Given Assumptions, the total time for processes (i) and (ii) at each timestep is given by \(T_{\text {step}}=T_{\text {up}}+T_{\text {sop}}\). Therefore, we have the total time for inference during total \(N_{\text {step}}\) timesteps, \(T_{\text {inf}}=\sum _tT_{\text {step}}[t]\), as follows.

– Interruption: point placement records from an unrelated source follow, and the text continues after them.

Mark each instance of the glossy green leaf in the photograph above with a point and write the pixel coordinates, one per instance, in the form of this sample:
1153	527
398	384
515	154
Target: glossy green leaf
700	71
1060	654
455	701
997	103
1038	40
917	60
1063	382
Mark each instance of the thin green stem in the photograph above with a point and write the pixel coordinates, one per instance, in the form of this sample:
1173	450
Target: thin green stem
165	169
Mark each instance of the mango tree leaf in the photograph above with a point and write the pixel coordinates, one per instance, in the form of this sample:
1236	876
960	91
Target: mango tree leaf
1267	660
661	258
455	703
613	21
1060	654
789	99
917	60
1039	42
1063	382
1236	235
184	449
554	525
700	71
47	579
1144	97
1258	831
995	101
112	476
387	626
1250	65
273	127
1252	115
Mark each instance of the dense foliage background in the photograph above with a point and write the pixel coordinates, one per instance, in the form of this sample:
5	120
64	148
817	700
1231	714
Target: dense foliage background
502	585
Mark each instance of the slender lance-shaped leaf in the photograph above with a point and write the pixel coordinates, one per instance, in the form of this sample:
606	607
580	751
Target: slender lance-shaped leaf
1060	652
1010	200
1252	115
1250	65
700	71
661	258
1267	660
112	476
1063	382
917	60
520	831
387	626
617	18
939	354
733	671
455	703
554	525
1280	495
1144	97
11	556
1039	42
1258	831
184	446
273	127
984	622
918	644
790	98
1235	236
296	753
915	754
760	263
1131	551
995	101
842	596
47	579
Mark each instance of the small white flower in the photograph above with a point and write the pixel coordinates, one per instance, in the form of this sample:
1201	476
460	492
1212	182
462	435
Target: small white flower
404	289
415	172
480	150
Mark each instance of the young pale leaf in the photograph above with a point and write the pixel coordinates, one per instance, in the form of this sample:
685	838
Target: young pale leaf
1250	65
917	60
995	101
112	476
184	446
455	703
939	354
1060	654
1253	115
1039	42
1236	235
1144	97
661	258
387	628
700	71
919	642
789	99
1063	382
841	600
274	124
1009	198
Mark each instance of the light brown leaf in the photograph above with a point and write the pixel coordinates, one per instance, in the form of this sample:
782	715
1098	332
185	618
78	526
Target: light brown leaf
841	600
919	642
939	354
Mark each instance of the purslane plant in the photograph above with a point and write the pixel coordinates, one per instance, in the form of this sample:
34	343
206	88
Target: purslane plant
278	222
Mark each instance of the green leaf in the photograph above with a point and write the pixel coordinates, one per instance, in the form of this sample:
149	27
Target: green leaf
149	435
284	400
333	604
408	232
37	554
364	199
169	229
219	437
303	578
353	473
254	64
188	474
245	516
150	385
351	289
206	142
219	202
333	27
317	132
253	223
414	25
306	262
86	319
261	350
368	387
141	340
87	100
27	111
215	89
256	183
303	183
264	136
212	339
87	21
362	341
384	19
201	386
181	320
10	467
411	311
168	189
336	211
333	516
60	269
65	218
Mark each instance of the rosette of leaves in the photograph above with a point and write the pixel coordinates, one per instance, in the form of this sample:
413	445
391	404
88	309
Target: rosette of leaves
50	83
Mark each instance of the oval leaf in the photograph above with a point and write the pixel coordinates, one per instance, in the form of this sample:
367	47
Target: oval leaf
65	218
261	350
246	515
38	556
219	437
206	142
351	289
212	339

$$\begin{aligned} T_{\text {inf}} = N_{\text {step}}\left( N_{\text {n}}/N_{\text {c}} + a\right) f_{\text {clk}}^{-1} + N_{\text {sp}}\left( \text {SynOPS}\right) ^{-1}\text {,} \end{aligned}$$
(14)

where \(N_{\text {sp}}=\sum _tn_{\text {sp}}[t]\). The number of neurons in a core \((N_{\text {n}}/N_{\text {c}})\) differs for different designs. We assume 1k neurons in each core [8], a few tens MSynOPS as for [3, 12, 27], and 100 MHz clock speed. For inference involving \(N_{sp}\) spikes (\(\sim 10^6\) as in Table 2) and a \(N_{\text {step}}\) of \(\sim 100\), Eq. (14) identifies that \(T_{\text {sop}}\) is dominant over \(T_{\text {up}}\) so that \(T_{\text {inf}}\) is dictated by \(T_{\text {sop}}\). Therefore, it is desired to concern \(N_{\text {sp}}\) when developing learning algorithms.

For SNNs with IF neurons (without leakage), process (i) is unnecessary so that \(T_{\text {up}}\) vanishes. Therefore, \(T_{\text {inf}}\) is solely determined by \(N_{\text {sp}}\).

Conclusion and outlook

We proposed a mathematically rigorous learning algorithm (BPLC) based on spiking latency code in conjunction with minimum-latency pooling (MinPool) operations. We overcome the dead neuron issue using a symmetric dual threshold for spiking, which additionally improves the potential distribution over samples in a given batch (and thus the classification accuracy). BPLC-trained NOSONet on CIFAR-10 highlights its high accuracy outperforming the SNN of the same depth and width by approximately 2\(\%\) with much fewer spikes (only 10.9%). This large reduction in the number of spikes largely reduces the inference latency of SNNs implemented in digital neuromorphic processors.

Currently, we conceive the following future work to boost the impact of BPLC + NOSO.

  • Scalability confirmation: Although the viability of BPLC + NOSO was identified, its applicability to deeper SNNs on more complex datasets should be confirmed. Such datasets include not only static image datasets like ImageNet [33] but also event datasets like CIFAR10-DVS [24] and DVS128 Gesture [1]. Given that the number of spikes is severely capped, BPLC + NOSO on event datasets in particular might be challenging.

  • Hyperparameter fine-tuning: To further increase the classification accuracy, the hyperparameters should be fine-tuned using optimization techniques.

  • Weight quantization: BPLC + NOSO is based on full-precision (32b FP) weights. However, the viability of BPLC + NOSO with reduced precision weights should be confirmed to improve the efficiency in memory use. This may need an additional weight-quantization algorithm in conjunction with BPLC + NOSO like CBP [18].

  • Search for new application domains: We need to search for new applications domains in which BPLC + NOSO can leverage its low process latency and power when implemented in neuromorphic hardware. The examples potentially include intelligent control systems like constrained nonlinear systems [41,42,43].